Toward Translation of an Immunotherapeutic Nanomedicine for Neuroblastoma
神经母细胞瘤免疫治疗纳米药物的转化
基本信息
- 批准号:10650873
- 负责人:
- 金额:$ 63.23万
- 依托单位:
- 依托单位国家:美国
- 项目类别:
- 财政年份:2022
- 资助国家:美国
- 起止时间:2022-07-01 至 2026-06-30
- 项目状态:未结题
- 来源:
- 关键词:AccelerationAccountingAddressAdultAgonistAnimal ModelBiodistributionBiologicalCAR T cell therapyCessation of lifeChildChildhood Extracranial Solid TumorChildhood Solid NeoplasmClinicClinicalCombination immunotherapyCombined Modality TherapyCytosolDataDevelopmentDinucleoside PhosphatesDiseaseDrug Delivery SystemsDrug KineticsEnhancement TechnologyFormulationFoundationsGene ActivationGenerationsHalf-LifeImmuneImmune EvasionImmunocompetentImmunologic MemoryImmunologic StimulationImmunologicsImmunooncologyImmunotherapeutic agentImmunotherapyIndustrializationMalignant Childhood NeoplasmMethodsModalityModelingMolecular WeightNanotechnologyNatural ImmunityNeoplasm MetastasisNeuroblastomaOutcomeParticle SizePathway interactionsPatientsPediatric OncologyPeriodicityPharmacodynamicsPharmacologic SubstancePlasmaPolymersPrecipitationPrognosisPropertyProtocols documentationRecurrenceRecurrent diseaseRegimenReproducibilityResearchSafetyScienceSignal TransductionSiteSolid NeoplasmStimulator of Interferon GenesT cell infiltrationT-cell inflamedTherapeuticToxic effectTranslatingTranslationsTreatment EfficacyTreatment ProtocolsTreatment outcomeTumor ImmunityVesicleWorkadvanced diseasecancer cellchimeric antigen receptor T cellsclinical translationdesignexperiencefabricationhigh riskhuman diseaseimmune checkpoint blockadeimmunoengineeringimmunogenicityimprovedmanufacturing processmaterials sciencemouse modelmultidisciplinarymultimodalitynanonanofabricationnanomedicinenanoparticlenext generationnovelnovel therapeuticspre-clinicalpreclinical developmentpreclinical evaluationpreventprogramsrational designresponsesystemic toxicitytherapeutic targettreatment responsetumortumor growthtumor immunologytumor microenvironmentuptake
项目摘要
PROJECT SUMMARY
This proposal addresses the significant, unmet need to develop and translate new therapies for children with
advanced, high-risk neuroblastoma.
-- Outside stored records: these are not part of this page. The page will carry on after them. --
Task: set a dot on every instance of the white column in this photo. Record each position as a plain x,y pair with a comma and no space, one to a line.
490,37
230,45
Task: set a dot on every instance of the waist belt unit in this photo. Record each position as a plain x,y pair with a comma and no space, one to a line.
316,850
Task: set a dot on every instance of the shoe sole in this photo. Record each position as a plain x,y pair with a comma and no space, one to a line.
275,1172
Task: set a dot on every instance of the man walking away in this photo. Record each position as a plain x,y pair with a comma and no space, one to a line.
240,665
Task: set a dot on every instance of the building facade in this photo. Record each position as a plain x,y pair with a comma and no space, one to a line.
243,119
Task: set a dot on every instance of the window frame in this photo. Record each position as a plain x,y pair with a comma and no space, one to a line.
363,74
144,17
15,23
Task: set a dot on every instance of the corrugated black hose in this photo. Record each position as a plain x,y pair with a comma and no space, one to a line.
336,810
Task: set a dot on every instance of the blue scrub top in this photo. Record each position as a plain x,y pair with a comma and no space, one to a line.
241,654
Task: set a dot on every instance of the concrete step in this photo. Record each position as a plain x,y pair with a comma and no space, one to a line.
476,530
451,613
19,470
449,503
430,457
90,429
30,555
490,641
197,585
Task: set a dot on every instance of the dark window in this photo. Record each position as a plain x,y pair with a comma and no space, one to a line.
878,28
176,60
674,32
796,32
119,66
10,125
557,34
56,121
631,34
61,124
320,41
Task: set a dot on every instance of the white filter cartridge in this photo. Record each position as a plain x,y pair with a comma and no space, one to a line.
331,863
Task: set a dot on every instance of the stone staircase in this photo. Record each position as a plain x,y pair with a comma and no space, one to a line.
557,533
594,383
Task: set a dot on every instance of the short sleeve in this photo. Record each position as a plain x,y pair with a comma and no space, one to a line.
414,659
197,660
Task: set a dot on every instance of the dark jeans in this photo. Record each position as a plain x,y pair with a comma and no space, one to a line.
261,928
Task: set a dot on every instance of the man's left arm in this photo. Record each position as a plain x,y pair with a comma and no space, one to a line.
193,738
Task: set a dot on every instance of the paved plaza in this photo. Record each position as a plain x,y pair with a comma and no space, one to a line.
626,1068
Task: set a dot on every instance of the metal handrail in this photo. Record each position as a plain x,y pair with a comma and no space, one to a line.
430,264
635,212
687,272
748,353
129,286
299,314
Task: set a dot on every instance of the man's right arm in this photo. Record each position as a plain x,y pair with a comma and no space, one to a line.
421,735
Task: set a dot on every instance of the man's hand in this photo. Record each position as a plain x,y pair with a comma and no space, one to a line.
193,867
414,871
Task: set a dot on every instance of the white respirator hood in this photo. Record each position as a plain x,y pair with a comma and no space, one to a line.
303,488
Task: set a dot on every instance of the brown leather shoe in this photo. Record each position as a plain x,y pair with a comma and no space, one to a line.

Neuroblastoma (NB) is the third most common pediatric cancer and the
most common extracranial solid tumor of childhood, accounting for 15% of all pediatric cancer deaths each
year despite an intensive, multimodal, and toxic treatment regimen. Immunotherapy offers the potential for
selective targeting and killing of cancer cells and represents an appealing alternative for eradicating recurrent,
metastatic disease and achieving durable cures with minimal toxicity. However, NB has proven poorly
responsive to most immunotherapeutic modalities, notably including immune checkpoint blockade and CAR T
cell therapy. Therefore, novel immunotherapies for NB must be developed. The objective of this proposal is to
advance and mature STING-activating nanoparticles (STANs), a promising experimental immunotherapeutic
nanomedicine for enhancing immunotherapy responses in NB, towards clinical translation. To accomplish this,
we will directly address potential barriers to the clinical advancement of STANs by further optimizing their
physiochemical and biological properties via a scalable manufacturing process, elucidating key
immunopharmacological parameters in rigorous NB mouse models, and establishing rationally-designed
immunotherapy regimens that generate robust and durable responses. We will accomplish this through the
following Specific Aims. First, we will employ an integrated polymer and materials science approach to
reproducibility fabricate STANs with optimized properties via a facile and scalable flash nanoprecipitation
nanofabrication strategy. Second, we will evaluate the pharmacokinetics, biodistribution, pharmacodynamics,
safety, and therapeutic efficacy of STANs in a rigorous immunocompetent NB that mimic human disease.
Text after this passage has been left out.